It’s all in the detail. US fund manager Vanguard’s decision to switch to tracking FTSE indices for six funds worth over $120bn rather than the MSCI equivalents will have a big knock-on effect on emerging markets.
The decision could see a shift of billions as the definition of what constitutes an emerging market differs between the two groups. South Korea may be one of the biggest losers.
According to a JPMorgan note, “South Korea will be impacted the most: net outflow is estimated at approximately $10bn”, as South Korea is classified as a developed market in the *FTSE world, but an emerging market by the MSCI. South Korea has a weighting of around 15 per cent in the MSCI EM index.
And it’s not just South Korea that will likely lose out. China could see over $350m net outflows as well – because it has a lower allocation in the FTSE EM index than in the MSCI version.

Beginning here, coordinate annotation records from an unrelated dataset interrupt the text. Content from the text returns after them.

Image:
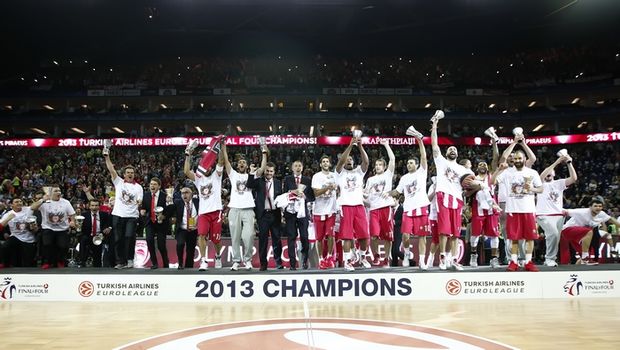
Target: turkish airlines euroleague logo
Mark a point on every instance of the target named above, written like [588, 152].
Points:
[327, 334]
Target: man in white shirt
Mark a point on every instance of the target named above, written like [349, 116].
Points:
[209, 188]
[549, 206]
[57, 217]
[241, 214]
[354, 221]
[415, 207]
[579, 229]
[128, 198]
[378, 188]
[324, 213]
[522, 183]
[449, 193]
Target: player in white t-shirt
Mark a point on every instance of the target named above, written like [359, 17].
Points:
[579, 229]
[128, 198]
[209, 224]
[324, 211]
[353, 221]
[381, 214]
[549, 206]
[522, 183]
[241, 214]
[415, 207]
[57, 216]
[449, 194]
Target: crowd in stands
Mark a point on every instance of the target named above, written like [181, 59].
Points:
[539, 67]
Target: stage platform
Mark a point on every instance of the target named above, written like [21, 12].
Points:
[224, 285]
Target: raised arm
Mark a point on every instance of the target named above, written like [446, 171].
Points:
[391, 157]
[364, 155]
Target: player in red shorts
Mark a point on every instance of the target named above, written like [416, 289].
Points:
[522, 184]
[381, 212]
[579, 229]
[324, 212]
[209, 224]
[353, 221]
[415, 208]
[449, 192]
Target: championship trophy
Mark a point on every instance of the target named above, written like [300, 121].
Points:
[492, 133]
[357, 134]
[210, 154]
[107, 144]
[438, 115]
[411, 131]
[158, 212]
[48, 191]
[518, 132]
[79, 221]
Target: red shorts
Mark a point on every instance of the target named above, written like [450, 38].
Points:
[521, 226]
[434, 231]
[210, 225]
[415, 225]
[353, 223]
[575, 233]
[448, 220]
[382, 223]
[324, 226]
[487, 225]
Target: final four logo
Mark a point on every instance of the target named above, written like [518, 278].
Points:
[7, 288]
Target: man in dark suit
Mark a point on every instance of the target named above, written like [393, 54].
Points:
[293, 222]
[156, 226]
[266, 188]
[95, 222]
[185, 212]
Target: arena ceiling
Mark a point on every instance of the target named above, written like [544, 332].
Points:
[36, 30]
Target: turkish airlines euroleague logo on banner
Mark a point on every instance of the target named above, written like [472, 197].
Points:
[328, 334]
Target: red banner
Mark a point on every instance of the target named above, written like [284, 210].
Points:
[292, 140]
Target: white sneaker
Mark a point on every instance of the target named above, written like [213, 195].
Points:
[218, 262]
[442, 264]
[494, 263]
[473, 260]
[365, 263]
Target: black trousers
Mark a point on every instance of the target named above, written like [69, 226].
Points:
[18, 254]
[55, 246]
[293, 226]
[159, 231]
[124, 238]
[186, 241]
[270, 222]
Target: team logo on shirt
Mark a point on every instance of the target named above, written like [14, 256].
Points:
[240, 186]
[55, 219]
[351, 183]
[451, 175]
[127, 198]
[412, 188]
[206, 191]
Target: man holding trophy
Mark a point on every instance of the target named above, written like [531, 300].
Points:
[208, 181]
[94, 226]
[128, 196]
[156, 224]
[57, 217]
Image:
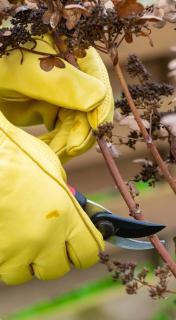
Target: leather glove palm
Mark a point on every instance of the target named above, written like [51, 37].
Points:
[42, 227]
[69, 101]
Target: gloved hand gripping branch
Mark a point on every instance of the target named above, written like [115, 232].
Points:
[70, 102]
[42, 226]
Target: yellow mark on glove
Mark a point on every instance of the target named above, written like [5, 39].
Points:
[52, 214]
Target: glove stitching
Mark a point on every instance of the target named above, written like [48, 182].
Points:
[76, 205]
[105, 78]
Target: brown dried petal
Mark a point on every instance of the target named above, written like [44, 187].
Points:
[62, 44]
[46, 17]
[126, 8]
[55, 19]
[128, 37]
[7, 33]
[79, 53]
[150, 18]
[59, 63]
[47, 64]
[72, 16]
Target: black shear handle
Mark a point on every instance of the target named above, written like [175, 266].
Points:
[106, 227]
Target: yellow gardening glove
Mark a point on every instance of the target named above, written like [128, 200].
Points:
[42, 227]
[70, 102]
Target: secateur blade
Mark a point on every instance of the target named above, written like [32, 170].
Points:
[125, 227]
[131, 244]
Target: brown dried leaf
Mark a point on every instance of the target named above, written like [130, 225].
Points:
[7, 33]
[46, 17]
[79, 53]
[150, 18]
[4, 4]
[47, 64]
[62, 44]
[128, 37]
[72, 17]
[126, 8]
[32, 4]
[59, 63]
[55, 19]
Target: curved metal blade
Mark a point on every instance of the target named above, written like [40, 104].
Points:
[131, 244]
[125, 227]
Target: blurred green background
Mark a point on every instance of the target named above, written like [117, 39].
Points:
[91, 294]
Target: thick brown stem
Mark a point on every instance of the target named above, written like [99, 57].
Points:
[133, 207]
[172, 140]
[144, 132]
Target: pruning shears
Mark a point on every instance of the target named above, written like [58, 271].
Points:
[118, 230]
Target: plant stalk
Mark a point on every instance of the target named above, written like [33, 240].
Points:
[133, 207]
[147, 137]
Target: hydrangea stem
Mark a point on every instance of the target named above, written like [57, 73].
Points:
[147, 137]
[133, 207]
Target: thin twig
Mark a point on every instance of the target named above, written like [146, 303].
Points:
[147, 137]
[133, 207]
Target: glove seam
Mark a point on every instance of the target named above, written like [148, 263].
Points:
[106, 81]
[76, 205]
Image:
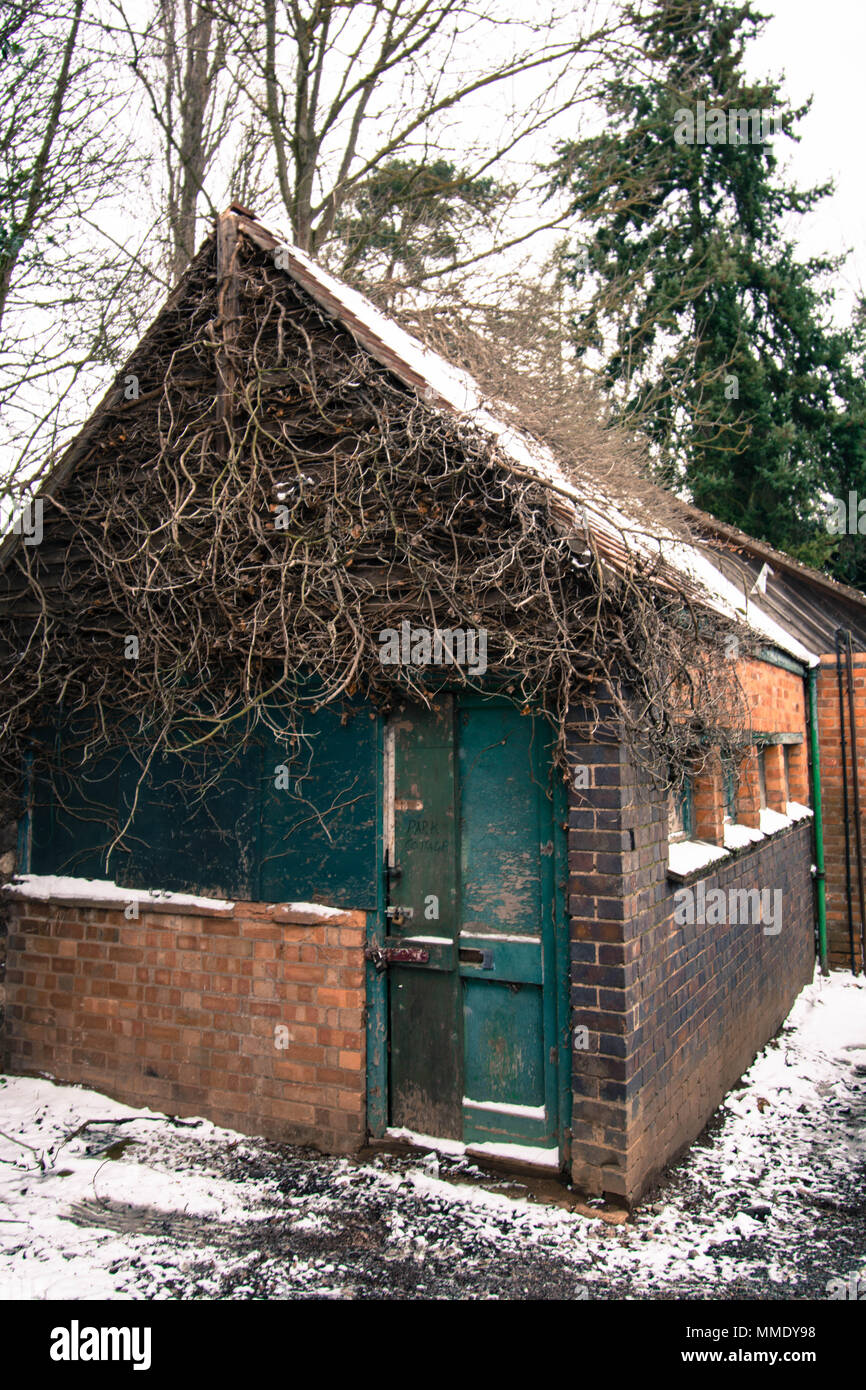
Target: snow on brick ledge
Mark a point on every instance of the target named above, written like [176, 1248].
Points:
[773, 820]
[687, 856]
[104, 893]
[740, 837]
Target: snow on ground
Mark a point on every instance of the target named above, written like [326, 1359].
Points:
[769, 1204]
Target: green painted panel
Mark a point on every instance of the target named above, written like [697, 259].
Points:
[426, 1044]
[216, 822]
[516, 961]
[196, 823]
[319, 833]
[499, 822]
[74, 818]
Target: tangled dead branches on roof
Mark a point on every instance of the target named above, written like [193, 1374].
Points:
[234, 540]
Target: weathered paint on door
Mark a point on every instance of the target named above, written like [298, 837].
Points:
[473, 1030]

There are winners though as the Korea- and China- bound funds are spread around other countries. Brazil, South Africa and India would see the biggest inflows, for a combined total of around $5bn, while Russia would attract over $400m according to JPMorgan estimates. Taiwan, Malaysia, Indonesia and Thailand may also see slight increases.
Other countries that will see a benefit by having a greater weighting in the EM FTSE universe are the UAE and Egypt.
The biggest loser of all is MSCI, which saw its shares fall 27 per cent on Tuesday, through the loss of business. On Wednesday, they recovered nearly 5 per cent, but that still leaves them around 22 per cent down.